Dr Cleopatra Doumbia-Henry, WMU President, addressed the gathering and remarked on the extraordinary support of The Nippon Foundation for the University since 1987. The President noted that in addition to the generous support for students, The Nippon Foundation further supports the capacity building mission of WMU by sponsoring three Professorial Chairs and an Associate Professor as well as numerous conferences and events connected with WMU. She stated, “We express our deepest gratitude to The Nippon Foundation for their partnership in supporting global maritime capacity building and creating a mini United Nations by supporting students from so many different countries and making their studies at WMU possible.”

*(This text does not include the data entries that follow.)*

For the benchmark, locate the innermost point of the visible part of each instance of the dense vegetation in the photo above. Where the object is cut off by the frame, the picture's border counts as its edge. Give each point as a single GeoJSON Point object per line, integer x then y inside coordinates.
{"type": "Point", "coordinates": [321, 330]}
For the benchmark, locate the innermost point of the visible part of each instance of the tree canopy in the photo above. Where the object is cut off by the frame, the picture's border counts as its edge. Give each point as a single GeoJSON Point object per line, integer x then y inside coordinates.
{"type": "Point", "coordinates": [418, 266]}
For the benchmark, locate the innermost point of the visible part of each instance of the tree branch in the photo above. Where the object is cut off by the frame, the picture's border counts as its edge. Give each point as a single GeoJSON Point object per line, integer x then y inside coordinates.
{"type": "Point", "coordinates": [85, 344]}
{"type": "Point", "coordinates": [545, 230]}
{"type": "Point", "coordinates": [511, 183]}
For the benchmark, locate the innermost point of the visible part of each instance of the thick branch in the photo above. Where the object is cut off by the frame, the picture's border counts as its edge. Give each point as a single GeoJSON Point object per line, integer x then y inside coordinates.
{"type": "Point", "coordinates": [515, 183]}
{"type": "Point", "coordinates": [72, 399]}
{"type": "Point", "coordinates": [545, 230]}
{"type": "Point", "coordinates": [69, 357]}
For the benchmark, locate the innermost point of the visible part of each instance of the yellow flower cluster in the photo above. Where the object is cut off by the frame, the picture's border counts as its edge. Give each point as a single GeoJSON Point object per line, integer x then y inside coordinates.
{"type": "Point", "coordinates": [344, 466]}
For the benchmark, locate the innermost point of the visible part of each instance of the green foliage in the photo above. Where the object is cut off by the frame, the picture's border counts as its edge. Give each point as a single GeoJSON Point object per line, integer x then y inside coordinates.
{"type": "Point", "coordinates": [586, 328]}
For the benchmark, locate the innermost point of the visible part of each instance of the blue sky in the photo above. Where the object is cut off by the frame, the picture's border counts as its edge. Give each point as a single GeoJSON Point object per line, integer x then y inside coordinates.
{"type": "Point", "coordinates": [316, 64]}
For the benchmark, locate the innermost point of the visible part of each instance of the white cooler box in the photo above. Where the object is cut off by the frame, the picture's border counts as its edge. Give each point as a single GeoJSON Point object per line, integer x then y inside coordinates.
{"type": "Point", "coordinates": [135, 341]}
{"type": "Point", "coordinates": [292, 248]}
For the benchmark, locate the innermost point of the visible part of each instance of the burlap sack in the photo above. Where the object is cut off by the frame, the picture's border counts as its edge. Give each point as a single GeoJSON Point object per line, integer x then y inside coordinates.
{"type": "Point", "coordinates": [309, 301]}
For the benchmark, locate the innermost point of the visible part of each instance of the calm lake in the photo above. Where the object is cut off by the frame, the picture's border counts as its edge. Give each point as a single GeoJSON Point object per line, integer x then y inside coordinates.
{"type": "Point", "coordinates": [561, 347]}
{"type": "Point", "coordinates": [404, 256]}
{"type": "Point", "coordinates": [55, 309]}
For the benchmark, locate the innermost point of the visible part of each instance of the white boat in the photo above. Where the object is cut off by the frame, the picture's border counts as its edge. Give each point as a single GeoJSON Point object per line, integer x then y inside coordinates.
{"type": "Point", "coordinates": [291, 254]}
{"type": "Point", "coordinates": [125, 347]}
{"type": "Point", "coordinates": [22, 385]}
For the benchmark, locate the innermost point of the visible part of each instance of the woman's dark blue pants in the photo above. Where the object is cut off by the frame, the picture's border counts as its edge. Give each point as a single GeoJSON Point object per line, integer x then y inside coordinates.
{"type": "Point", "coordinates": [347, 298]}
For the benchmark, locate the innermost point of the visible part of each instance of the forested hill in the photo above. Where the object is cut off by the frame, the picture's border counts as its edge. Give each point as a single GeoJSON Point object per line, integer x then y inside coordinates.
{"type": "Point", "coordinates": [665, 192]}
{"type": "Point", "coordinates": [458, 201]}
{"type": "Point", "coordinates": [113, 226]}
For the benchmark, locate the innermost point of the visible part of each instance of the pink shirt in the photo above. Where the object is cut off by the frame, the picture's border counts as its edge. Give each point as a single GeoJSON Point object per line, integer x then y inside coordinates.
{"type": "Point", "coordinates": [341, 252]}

Mr Mitsuyuki Unno, Executive Director of the Nippon Foundation, addressed the gathering and congratulated the students on the completion of their studies. He spoke of The Nippon Foundation’s commitment to maritime capacity building as well as the oceans noting a recent twitter campaign by the Foundation to gather one-word impressions of the oceans. He noted that 30 per cent of the responses were positive expressing the possibilities of the ocean including words such as “like, love, life, beach, beautiful, swim and sun”. Seventy per cent of the responses were negative with words such as “dirty, depletion, stress, pollution, death and crisis”. The Twitter responses, he said, are a reflection of society’s thoughts and feelings and that these words indirectly convey a sense of danger about the current condition of the oceans. He encouraged the new Sasakawa Fellows to transmit the endless possibilities of the oceans to society at large in order to change the negative 70 per cent to positive. Mr Unno welcomed the graduating students to the family of “Sasakawa Fellows” and presented them each with a certificate. Upon receiving the honor of Fellow, each recipient also became a member of the Friends of WMU, Japan.
At the reception that followed, Rodolfo John Paul Palattao from the Philippines addressed the gathering on behalf of the 2016 Sasakawa Fellows. He referred to the extraordinary experience of studying at WMU where he learned to work effectively with individuals from diverse cultures, and with diverse interpersonal styles, abilities, motivations and backgrounds. He stated, “This opportunity not only afforded me expanded technical knowledge, it was indeed character building which is something that resonates with everyone that has been part of the [WMU] programme. We thank The Nippon Foundation and the Sasakawa Peace Foundation for affording us this opportunity with only the altruistic expectation that we pay it forward and go back to our home countries and apply what we learned to institute improvements.”
With this ceremony, the Class of 2016 Fellows officially joined the global network of individuals whose lives have been changed by accepting their roles as Sasakawa Fellows. “Share the Pain. Share the Hope. Share the Future,” reflects The Nippon Foundation’s mission of social innovation to achieve a society where people support one another.
The Nippon Foundation, through SPF, is the largest fellowship donor to the University. In addition to the Fellowships, The Nippon Foundation has hosted a week-long field study to Japan for Sasakawa Fellowship Students and since 2001 has regularly hosted Sasakawa Fellow gatherings.